OK, unlocks; here’s where we get into it. Forget pay-to-win for a second; Battlefront II’s multiplayer upgrades system is confusing, overly complex, and entirely counter-intuitive. It serves up a bewildering array of cards, crafting parts, credits, levels and upgrades that I am still trying to get my head around properly. Perhaps its greatest sin is that advancement does not seem in any way tied to your own proclivities and play time in the game.
I’ve played largely the assault and fighter classes on the ground and space respectively, for example, and yet seem to have advanced my heavy and interceptor classes far beyond either – and I have little idea why. A brief tutorial video attempts to explain things, but it’s entirely inadequate. There’s also no sense of being able to aim for the added abilities and skills you want to get, beyond continuing to play the game and hoping that they will eventually randomly drop into your lap.
Until Disney took it upon themselves to deploy Vader’s Force Choke method of persuasion, there was one possible way of speeding all this up; dropping real money for additional loot crates so as too add to your collection faster. It’s 100% pay-to-win theoretically, but it's difficult to get much of a sense of how much this was genuinely affecting gameplay in the short time before the system was shut down.
Top tier heroes like Luke Skywalker and Darth Vader are locked behind a credits paywall – very annoying – but can only be deployed in Galactic Assault after you’ve accumulated enough battle points anyway. Bigger gameplay advantages are likely coming from the many available star cards (apparently well over 400 exist) which both offer new abilities (like the anti-vehicle ion torpedo) and improved numbers (such as increasing the turn rate of your fighter by a certain number of percentage points).

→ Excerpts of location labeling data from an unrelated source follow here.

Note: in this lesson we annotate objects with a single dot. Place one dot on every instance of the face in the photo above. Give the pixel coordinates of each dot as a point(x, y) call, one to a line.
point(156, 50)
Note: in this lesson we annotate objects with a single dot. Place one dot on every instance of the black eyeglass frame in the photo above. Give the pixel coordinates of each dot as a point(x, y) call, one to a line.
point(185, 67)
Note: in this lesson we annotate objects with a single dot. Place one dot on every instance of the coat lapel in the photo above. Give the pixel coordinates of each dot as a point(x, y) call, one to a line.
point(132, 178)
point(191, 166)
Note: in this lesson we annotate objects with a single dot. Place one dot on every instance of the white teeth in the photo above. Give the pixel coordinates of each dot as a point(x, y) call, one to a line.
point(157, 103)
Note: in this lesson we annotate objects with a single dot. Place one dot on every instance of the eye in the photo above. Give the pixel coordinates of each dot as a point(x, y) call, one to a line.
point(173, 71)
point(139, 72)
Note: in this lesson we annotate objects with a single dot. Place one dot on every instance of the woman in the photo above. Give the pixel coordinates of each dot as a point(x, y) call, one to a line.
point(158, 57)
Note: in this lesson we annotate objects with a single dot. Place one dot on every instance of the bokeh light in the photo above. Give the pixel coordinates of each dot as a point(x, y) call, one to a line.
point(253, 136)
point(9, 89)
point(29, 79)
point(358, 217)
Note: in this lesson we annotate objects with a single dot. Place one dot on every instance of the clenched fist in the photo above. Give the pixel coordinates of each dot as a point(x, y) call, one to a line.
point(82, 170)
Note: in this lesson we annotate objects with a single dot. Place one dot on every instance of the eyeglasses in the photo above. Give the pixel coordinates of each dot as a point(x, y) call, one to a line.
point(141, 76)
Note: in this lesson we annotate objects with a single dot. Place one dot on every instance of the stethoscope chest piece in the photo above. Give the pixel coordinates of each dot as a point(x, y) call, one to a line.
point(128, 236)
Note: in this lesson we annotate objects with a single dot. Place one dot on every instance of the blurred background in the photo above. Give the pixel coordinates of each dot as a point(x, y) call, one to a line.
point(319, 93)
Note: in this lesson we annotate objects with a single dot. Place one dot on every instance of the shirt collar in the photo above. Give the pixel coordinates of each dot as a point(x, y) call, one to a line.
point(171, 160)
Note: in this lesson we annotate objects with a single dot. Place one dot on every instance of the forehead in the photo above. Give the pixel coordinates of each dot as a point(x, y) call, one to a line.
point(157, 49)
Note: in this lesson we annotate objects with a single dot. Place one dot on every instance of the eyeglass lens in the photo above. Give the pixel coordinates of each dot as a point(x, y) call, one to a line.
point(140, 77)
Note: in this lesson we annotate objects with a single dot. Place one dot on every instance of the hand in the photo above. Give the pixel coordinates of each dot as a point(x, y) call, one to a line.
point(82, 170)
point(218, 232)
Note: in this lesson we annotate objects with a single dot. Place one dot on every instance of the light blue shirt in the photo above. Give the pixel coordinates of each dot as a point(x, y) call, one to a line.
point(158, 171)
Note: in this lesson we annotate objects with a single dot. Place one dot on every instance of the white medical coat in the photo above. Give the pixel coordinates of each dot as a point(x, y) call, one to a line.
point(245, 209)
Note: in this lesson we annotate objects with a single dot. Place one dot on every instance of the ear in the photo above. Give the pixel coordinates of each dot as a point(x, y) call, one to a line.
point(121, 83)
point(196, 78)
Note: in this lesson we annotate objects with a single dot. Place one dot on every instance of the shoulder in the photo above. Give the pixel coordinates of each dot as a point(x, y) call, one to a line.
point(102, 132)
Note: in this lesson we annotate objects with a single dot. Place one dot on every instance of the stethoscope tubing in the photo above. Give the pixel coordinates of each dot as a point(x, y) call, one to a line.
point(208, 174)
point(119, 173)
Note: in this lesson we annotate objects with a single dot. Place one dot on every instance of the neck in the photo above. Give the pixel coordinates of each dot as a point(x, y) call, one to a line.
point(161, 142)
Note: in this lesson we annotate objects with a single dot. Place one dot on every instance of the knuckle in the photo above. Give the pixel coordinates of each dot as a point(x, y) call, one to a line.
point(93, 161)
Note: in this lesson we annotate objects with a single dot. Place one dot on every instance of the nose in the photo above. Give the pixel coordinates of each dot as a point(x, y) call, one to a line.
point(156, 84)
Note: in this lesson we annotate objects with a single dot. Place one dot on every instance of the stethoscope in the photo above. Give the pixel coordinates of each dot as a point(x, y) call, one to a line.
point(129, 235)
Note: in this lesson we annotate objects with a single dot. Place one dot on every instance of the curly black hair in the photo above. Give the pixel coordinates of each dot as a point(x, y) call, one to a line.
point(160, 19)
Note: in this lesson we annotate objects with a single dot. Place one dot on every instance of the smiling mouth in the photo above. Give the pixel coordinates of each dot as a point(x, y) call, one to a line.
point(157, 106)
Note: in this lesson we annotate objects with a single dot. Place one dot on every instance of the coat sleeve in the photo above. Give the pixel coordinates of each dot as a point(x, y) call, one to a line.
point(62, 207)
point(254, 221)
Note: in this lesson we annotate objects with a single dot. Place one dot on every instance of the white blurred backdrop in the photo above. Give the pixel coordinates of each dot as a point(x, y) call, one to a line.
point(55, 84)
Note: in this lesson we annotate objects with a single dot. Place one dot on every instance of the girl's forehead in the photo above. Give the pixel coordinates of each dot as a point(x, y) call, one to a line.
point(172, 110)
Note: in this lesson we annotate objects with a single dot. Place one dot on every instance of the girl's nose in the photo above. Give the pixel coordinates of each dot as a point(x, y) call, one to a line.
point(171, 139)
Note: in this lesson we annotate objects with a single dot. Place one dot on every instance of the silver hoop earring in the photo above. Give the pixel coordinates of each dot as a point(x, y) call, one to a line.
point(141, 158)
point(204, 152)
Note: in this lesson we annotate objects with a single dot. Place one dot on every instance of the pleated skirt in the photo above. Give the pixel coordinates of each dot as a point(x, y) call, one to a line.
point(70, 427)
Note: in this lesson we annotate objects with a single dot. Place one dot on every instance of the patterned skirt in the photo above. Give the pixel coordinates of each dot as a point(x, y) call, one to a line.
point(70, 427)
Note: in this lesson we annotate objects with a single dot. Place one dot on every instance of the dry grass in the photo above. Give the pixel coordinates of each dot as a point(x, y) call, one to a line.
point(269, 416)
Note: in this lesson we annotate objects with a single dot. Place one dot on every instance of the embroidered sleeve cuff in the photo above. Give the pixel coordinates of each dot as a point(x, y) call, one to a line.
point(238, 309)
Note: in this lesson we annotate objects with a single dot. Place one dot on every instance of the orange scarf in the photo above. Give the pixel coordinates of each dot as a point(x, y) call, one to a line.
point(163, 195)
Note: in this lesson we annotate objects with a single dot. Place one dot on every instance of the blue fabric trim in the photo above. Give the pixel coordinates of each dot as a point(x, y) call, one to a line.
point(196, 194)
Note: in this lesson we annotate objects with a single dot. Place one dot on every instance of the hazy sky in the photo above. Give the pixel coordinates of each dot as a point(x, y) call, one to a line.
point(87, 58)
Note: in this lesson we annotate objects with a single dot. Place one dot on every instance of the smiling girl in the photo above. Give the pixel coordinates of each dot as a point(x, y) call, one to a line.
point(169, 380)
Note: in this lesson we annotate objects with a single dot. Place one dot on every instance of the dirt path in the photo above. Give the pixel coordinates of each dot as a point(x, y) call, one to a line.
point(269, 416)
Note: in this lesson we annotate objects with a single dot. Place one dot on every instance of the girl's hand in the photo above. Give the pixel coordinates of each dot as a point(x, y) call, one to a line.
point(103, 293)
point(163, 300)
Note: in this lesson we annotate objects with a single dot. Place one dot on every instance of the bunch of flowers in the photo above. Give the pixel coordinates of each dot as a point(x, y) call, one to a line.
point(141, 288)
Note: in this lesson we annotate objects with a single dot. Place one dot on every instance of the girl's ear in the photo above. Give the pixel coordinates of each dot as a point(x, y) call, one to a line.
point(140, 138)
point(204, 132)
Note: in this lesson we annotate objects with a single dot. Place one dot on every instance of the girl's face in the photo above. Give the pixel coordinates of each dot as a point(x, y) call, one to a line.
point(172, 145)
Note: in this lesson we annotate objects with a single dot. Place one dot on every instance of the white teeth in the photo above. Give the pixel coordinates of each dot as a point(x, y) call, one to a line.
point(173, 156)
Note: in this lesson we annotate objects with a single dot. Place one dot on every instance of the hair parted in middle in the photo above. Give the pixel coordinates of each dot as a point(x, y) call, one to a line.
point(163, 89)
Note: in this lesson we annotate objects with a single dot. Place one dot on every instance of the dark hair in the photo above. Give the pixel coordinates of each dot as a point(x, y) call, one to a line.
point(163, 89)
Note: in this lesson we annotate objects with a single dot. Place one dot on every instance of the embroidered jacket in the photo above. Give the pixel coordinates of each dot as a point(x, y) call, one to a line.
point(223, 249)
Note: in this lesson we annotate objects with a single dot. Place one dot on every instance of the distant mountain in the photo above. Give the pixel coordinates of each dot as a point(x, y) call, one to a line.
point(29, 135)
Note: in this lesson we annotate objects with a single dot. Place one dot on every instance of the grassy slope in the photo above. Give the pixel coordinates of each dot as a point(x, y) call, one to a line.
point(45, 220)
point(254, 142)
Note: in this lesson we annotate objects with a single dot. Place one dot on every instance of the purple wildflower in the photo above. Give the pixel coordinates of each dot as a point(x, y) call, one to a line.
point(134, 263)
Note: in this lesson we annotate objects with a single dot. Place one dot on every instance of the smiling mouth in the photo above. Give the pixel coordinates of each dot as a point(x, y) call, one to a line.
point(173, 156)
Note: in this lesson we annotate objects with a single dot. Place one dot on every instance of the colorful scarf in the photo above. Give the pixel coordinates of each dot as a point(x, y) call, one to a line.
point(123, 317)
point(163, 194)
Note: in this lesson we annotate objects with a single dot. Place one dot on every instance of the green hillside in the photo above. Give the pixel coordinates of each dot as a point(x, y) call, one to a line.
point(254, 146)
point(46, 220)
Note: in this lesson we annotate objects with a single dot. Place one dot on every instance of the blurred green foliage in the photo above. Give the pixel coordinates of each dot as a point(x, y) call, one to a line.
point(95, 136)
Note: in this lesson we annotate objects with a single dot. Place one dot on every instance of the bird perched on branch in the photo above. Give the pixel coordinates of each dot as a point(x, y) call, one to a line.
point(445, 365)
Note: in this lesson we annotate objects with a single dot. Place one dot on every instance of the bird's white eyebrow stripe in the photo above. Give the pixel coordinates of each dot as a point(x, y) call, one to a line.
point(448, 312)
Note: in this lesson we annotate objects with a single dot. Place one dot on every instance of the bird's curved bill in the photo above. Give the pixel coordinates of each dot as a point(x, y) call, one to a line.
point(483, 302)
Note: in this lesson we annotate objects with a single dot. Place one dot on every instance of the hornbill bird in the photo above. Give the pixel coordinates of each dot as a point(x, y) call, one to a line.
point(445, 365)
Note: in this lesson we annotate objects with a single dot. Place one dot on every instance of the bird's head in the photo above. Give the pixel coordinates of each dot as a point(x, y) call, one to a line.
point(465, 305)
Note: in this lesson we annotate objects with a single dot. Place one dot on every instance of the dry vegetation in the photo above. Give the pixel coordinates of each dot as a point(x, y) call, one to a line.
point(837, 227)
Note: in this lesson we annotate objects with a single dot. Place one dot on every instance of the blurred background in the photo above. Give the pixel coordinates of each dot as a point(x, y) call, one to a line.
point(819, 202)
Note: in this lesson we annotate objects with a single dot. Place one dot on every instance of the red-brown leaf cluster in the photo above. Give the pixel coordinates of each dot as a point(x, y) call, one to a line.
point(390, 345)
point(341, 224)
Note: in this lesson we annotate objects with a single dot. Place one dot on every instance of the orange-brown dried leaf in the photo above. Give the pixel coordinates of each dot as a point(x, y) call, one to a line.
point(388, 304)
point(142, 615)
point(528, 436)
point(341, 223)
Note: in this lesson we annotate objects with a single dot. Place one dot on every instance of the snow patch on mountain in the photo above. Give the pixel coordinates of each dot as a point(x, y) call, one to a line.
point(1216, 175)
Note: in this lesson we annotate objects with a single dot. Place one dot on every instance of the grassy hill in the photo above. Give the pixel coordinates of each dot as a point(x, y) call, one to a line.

It’s hard to discern just what other people are using to stick it to you in terms of these during gameplay, but they possibly go some way to explaining what can sometimes feel like incidences of inscrutable deaths, or enemy players who seem to take a lot of punishment without going down. At any rate, for now at least, the shortcut route is out of the picture, and we’re left to all struggle on as relative equals under this dreadful, bewildering system.
You can leave all that behind in Arcade, which offers single player and local co-op against bots over a number of “Battle Scenarios” or via a custom set-up. It’s an inessential mode, but offers a chance to familiarise yourself with some of the maps and earn a few more credits (but only so many over a certain given time period. Sigh.)
More fun are the smaller multiplayer map modes. Strike sees two teams of eight battle fiercely over more simple objectives, while Blast throws players into close-quarters combat in 10 vs 10 deathmatch, and Heroes vs Villains offers a chance to answer the age-old question of who would win in a fight between Bossk and Yoda (it’s Yoda, obviously). The hero selection in general shows Star Wars games are still struggling with the problem with how to make lightsabers fun to use, but it’s fairly entertaining to watch the little green guy bounce around anyway.
I like Star Wars Battlefront II. I just wish I liked it more. Despite a so-so campaign, there’s actually a decent actual game here, and there’s a lot to like about a free DLC plan into the future. But the positive aspects of the game itself have been unfortunately obscured by the implementation of the genuinely awful upgrade system and lootbox controversy.
If you’re a more casual player just keen for some Star Wars action – like my eight-year-old – you may not be worried about any of that in the slightest, so long as you get to blast battle droids. For those that were looking forward to dropping hundreds of hours into the game and being serious competitors though, there are some major, glaring problems. Let’s hope the game can course-correct some more from here. Difficult to say. Always in motion, is the future.